What about you? If he came to you looking for a job, what do you think you might do? Hit me in the comments.
It might depend on how old you are--if John’s murder is as distant to you as JFK’s is to me, then you might be (slightly) more inclined to hire MDC. Except of course that there’s still that bothersome history of mental illness, and the fact of a murder in his past. Not to mention how your customers might feel--if you’ve got a bunch of Beatles fans and they find out that man is working for you, might they decide to boycott your business? They might. They definitely might.
Or maybe it might depend on how much you love John Lennon. If you don’t at all, you might not even recognize MDC’s name. But even a cursory background check will reveal the truth, and you’ll then have all the peripheral objections I just mentioned.
(One odd and ironic fact: John Lennon wrote “Attica State” in solidarity with the inmates after the ’71 riot. Attica State is where his killer ended up being incarcerated.)
So I suppose you have to ask yourself, Do I believe people can be rehabilitated? Or, do I rather believe that some people are what they are and can never be changed and therefore should never be let out of prison? In which case, you might as well execute them because there’s no place for them in society therefore society is better off without them. With someone like Jeffrey Dahmer, that argument carries some weight.
But is Mark David Chapman in that same camp? Is he another Dahmer or Bundy or Manson? If we believe at all in the possibility of rehabilitation, mustn’t we extend that hope even to someone like Chapman?

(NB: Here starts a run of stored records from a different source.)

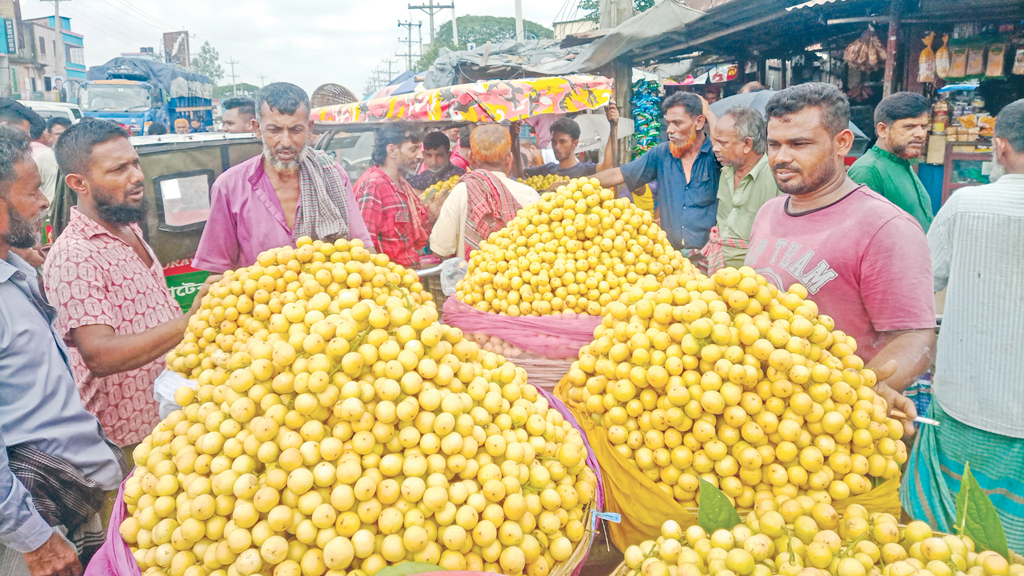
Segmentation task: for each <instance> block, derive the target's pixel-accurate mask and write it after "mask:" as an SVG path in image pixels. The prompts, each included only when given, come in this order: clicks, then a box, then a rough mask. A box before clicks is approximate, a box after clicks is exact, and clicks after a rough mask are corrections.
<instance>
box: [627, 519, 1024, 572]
mask: <svg viewBox="0 0 1024 576" xmlns="http://www.w3.org/2000/svg"><path fill="white" fill-rule="evenodd" d="M696 513H697V512H696V510H694V511H693V515H694V516H696ZM900 528H906V525H905V524H901V525H900ZM935 535H936V536H945V534H943V533H941V532H936V533H935ZM1010 563H1011V564H1019V565H1022V566H1024V557H1022V556H1020V554H1018V553H1014V552H1010ZM629 573H630V567H629V566H626V562H623V563H622V564H620V565H618V566H617V567H615V570H614V571H613V572H612V573H611V574H609V575H608V576H626V575H627V574H629Z"/></svg>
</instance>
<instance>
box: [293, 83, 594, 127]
mask: <svg viewBox="0 0 1024 576" xmlns="http://www.w3.org/2000/svg"><path fill="white" fill-rule="evenodd" d="M611 98H612V92H611V81H610V80H609V79H607V78H602V77H600V76H565V77H557V78H556V77H550V78H522V79H517V80H487V81H480V82H475V83H473V84H459V85H457V86H446V87H444V88H436V89H433V90H425V91H422V92H416V93H410V94H400V95H395V96H390V97H384V98H374V99H370V100H364V101H360V102H352V104H347V105H338V106H330V107H325V108H318V109H314V110H313V111H312V112H311V113H310V117H311V118H312V120H314V121H316V122H318V123H323V124H378V123H382V122H389V121H394V120H403V121H411V122H501V121H503V120H505V121H510V122H514V121H516V120H524V119H526V118H530V117H532V116H539V115H542V114H567V113H573V112H580V111H582V110H593V109H597V108H600V107H603V106H605V105H607V104H608V101H610V100H611Z"/></svg>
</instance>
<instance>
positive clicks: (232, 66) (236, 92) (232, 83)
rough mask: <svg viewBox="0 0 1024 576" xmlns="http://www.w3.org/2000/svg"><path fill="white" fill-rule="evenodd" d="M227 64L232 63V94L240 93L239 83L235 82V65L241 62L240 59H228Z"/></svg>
mask: <svg viewBox="0 0 1024 576" xmlns="http://www.w3.org/2000/svg"><path fill="white" fill-rule="evenodd" d="M227 64H229V65H231V95H234V96H237V95H239V85H238V84H236V83H234V65H237V64H239V60H227Z"/></svg>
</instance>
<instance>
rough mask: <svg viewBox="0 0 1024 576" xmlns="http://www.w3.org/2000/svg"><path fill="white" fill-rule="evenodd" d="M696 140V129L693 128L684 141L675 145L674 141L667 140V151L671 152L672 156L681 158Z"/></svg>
mask: <svg viewBox="0 0 1024 576" xmlns="http://www.w3.org/2000/svg"><path fill="white" fill-rule="evenodd" d="M696 141H697V131H696V130H693V131H692V132H691V133H690V135H689V137H688V138H687V139H686V143H683V145H676V143H675V142H672V141H670V142H669V151H670V152H672V156H674V157H676V158H682V157H683V156H685V155H686V153H687V152H689V151H691V150H693V145H694V143H695V142H696Z"/></svg>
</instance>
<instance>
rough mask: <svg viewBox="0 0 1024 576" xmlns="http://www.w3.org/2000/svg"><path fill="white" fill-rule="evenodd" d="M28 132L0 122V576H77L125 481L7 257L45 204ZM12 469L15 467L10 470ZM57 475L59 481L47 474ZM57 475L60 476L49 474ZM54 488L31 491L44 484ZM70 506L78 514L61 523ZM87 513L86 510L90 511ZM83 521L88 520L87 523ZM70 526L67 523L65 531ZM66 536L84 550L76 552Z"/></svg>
mask: <svg viewBox="0 0 1024 576" xmlns="http://www.w3.org/2000/svg"><path fill="white" fill-rule="evenodd" d="M40 182H41V178H40V175H39V169H38V168H37V167H36V163H35V161H33V159H32V156H31V154H30V153H29V136H28V134H27V133H25V132H24V131H22V130H18V129H16V128H10V127H8V126H0V574H3V575H6V574H26V573H28V574H32V575H33V576H49V575H62V574H81V573H82V566H83V565H84V564H86V563H87V562H88V557H89V556H90V554H91V553H92V552H93V551H95V541H96V540H95V538H97V537H98V539H99V541H101V540H102V534H103V531H102V524H101V523H100V522H99V516H98V515H97V513H96V511H98V508H99V506H101V504H102V499H103V494H104V492H105V491H110V490H114V489H116V488H117V487H118V485H119V484H120V483H121V480H122V478H123V476H124V474H123V471H122V469H121V465H120V463H119V459H118V457H117V456H116V455H115V452H114V451H115V450H118V451H120V449H119V448H117V447H115V446H114V445H112V444H110V443H109V442H106V437H104V436H103V431H102V429H100V427H99V422H98V421H97V420H96V417H95V416H93V415H92V414H89V413H88V412H86V411H85V409H84V408H83V407H82V400H81V398H80V397H79V393H78V388H77V387H76V386H75V379H74V378H73V377H72V373H71V366H70V365H69V363H68V348H67V347H66V346H65V343H63V341H62V340H61V339H60V337H59V336H58V335H57V334H56V332H54V331H53V320H54V319H55V318H56V310H54V308H53V307H52V306H50V305H49V304H48V303H47V302H46V300H45V298H43V295H42V293H41V292H40V290H39V282H38V280H37V277H36V271H35V270H33V268H32V266H31V265H29V264H28V263H27V262H26V261H25V260H24V259H22V258H20V257H19V256H18V255H17V254H15V253H14V251H13V250H14V249H17V248H31V247H32V246H35V245H36V244H37V243H38V242H39V237H40V227H41V224H42V221H43V216H44V215H45V214H46V209H47V207H48V206H49V202H47V201H46V197H45V196H43V193H42V191H41V190H40ZM12 470H14V471H12ZM51 470H53V471H59V472H62V474H61V475H55V474H50V471H51ZM57 476H59V477H60V478H56V477H57ZM54 483H55V484H56V485H57V492H58V493H59V494H54V492H52V491H50V492H45V491H37V489H40V488H45V487H46V486H45V485H47V484H49V487H50V488H52V485H53V484H54ZM71 508H79V509H80V510H82V511H81V513H77V515H76V517H75V518H79V519H81V522H71V521H69V520H68V519H69V518H71V517H70V516H69V513H70V512H74V511H76V510H72V509H71ZM90 512H91V513H90ZM86 517H88V518H86ZM69 525H70V526H69ZM58 526H62V527H63V529H65V531H66V532H67V534H68V538H70V539H71V540H72V541H74V542H76V544H78V545H82V546H84V548H79V549H76V547H75V546H73V545H72V543H71V542H69V540H68V539H67V538H66V537H65V535H63V533H61V532H56V531H55V530H54V529H55V528H57V527H58ZM88 542H91V546H90V545H88V544H87V543H88Z"/></svg>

But John’s death is not distant to me. I have been a rabid fan for decades, and I can’t stop wondering what John might have had to say about September 11th, and the war in Iraq, and the current wave of Islamophobia, and all the rest of it. I wish I could hear the songs he hadn’t written yet. Mark David Chapman, with his absurd Holden Caulfield fixation, took all of that away from all of us, and is it the sort of thing I can ever forgive?
(Here’s a recent piece in Time where Yoko Ono talks briefly about the difficulty of forgiving the man who murdered her husband.)
But there’s the beauty of a hypothetical (for me at least--for Yoko, it can never be hypothetical). Chapman was denied parole for the sixth time the other day, and it’ll be at least two years before he’s eligible again. I don’t have to answer this question in real life, and honestly, I have no idea how I would answer if it did come up. Would my deep-rooted sorrow over the loss of John Lennon outweigh an impulse I believe John would have supported, to believe that someone like that can be brought round again, to believe in second chances and the possibility that we can become better than we currently are? Or would I find myself fighting waves of nausea at the idea that that man was sitting in front of me?
What about you? If he came to you looking for a job, what do you think you might do? Hit me in the comments.